Brian Daboll building from ground up
Of the 90 players currently on Buffalo’s roster, just 30 were with the team last season. Key starters like quarterback Tyrod Taylor along with offensive linemen Cordy Glenn, Richie Incognito and Eric Wood are gone, replaced with low-cost free agents or young and inexperienced rookies. Despite all of the roster turnover, Buffalo’s offense is hard to get behind when looking at the unit on paper. The skill position groups are vastly unproven outside of star running back LeSean McCoy and wide receiver Kelvin Benjamin, while the quarterback situation remains a mystery.
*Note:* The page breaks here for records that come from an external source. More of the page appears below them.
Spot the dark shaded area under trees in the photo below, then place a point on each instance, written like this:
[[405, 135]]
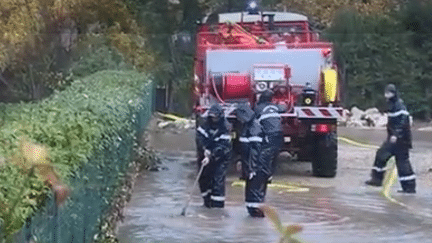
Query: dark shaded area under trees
[[375, 44]]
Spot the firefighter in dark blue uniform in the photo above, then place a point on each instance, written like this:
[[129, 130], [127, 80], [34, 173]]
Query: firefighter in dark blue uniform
[[256, 169], [397, 144], [268, 114], [214, 140]]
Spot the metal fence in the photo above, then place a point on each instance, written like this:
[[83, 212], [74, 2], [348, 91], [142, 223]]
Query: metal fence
[[93, 185]]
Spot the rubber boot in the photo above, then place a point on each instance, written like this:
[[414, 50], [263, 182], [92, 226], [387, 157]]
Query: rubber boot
[[376, 180]]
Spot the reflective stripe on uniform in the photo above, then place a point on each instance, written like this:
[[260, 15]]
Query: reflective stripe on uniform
[[224, 137], [407, 178], [202, 131], [265, 116], [269, 107], [255, 139], [253, 205], [398, 113], [217, 198], [377, 169], [205, 193]]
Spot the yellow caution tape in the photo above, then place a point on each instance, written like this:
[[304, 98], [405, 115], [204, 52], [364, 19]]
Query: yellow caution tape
[[277, 185], [172, 117], [349, 141], [390, 177]]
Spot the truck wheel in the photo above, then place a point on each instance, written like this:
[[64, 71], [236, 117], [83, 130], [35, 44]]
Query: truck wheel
[[324, 160]]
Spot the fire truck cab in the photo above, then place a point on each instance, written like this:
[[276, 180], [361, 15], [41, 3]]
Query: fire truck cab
[[239, 55]]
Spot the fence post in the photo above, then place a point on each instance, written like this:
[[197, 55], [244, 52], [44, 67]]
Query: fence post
[[55, 220]]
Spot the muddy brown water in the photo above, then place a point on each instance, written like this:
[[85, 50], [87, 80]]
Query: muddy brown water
[[330, 210]]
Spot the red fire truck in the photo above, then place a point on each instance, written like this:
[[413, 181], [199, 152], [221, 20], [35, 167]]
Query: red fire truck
[[239, 55]]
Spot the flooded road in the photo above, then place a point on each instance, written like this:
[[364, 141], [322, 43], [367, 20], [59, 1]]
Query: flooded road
[[330, 210]]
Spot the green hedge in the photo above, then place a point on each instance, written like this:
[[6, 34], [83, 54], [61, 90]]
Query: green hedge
[[91, 116]]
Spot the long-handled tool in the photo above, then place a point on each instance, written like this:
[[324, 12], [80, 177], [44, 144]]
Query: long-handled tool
[[192, 189]]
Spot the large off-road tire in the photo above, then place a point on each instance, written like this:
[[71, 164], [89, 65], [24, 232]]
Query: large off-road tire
[[324, 155]]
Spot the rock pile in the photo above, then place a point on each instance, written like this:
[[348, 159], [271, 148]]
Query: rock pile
[[358, 118]]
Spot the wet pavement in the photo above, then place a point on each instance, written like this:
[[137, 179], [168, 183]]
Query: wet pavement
[[330, 210]]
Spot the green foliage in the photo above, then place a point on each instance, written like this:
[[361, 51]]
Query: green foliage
[[95, 54], [88, 115]]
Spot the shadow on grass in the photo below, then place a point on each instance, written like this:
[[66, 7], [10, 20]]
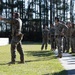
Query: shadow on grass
[[64, 72], [40, 55]]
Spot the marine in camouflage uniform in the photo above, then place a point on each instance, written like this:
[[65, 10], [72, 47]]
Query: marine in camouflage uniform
[[67, 34], [59, 36], [73, 38], [16, 23], [45, 35], [52, 37]]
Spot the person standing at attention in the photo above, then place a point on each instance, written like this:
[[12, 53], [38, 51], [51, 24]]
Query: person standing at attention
[[17, 36]]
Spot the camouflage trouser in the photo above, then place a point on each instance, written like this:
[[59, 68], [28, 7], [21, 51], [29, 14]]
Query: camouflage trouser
[[59, 44], [73, 44], [16, 44], [68, 43], [44, 43], [64, 44], [53, 43]]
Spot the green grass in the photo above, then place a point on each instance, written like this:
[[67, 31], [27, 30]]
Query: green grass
[[37, 62]]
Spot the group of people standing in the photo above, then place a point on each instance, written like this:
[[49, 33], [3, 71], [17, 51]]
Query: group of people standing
[[61, 36]]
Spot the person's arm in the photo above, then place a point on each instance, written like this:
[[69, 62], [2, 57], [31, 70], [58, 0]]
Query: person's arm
[[6, 20]]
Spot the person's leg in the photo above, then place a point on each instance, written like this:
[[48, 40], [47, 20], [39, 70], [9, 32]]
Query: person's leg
[[60, 47], [43, 44], [20, 50]]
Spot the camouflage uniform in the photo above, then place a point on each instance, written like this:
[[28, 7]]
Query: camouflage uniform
[[59, 39], [45, 35], [73, 40], [16, 39], [52, 38], [67, 34]]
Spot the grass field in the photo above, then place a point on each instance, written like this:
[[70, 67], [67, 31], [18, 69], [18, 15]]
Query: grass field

During the offseason, Buffalo traded Tyrod Taylor and added AJ McCarron in free agency, before trading up to select Josh Allen with the No. 7 overall pick in the draft. Allen and McCarron join Nathan Peterman – the team’s fifth-round selection a year ago – are all young, inexperienced players who are competing for the starting job. McCarron won three National Championships during his collegiate career at Alabama but spent the previous four seasons as Andy Dalton’s backup with the Cincinnati Bengals.
Nathan Peterman got the opportunity to start last year when Tyrod Taylor was benched, but he had one of the worst showings in NFL history, throwing five interceptions in the first half in a loss to the Los Angeles Chargers. He finished the season with a 49-percent completion rate in four games. He threw for 252 yards, averaging 5.1 yards-per-attempt, tossing two touchdowns and five picks.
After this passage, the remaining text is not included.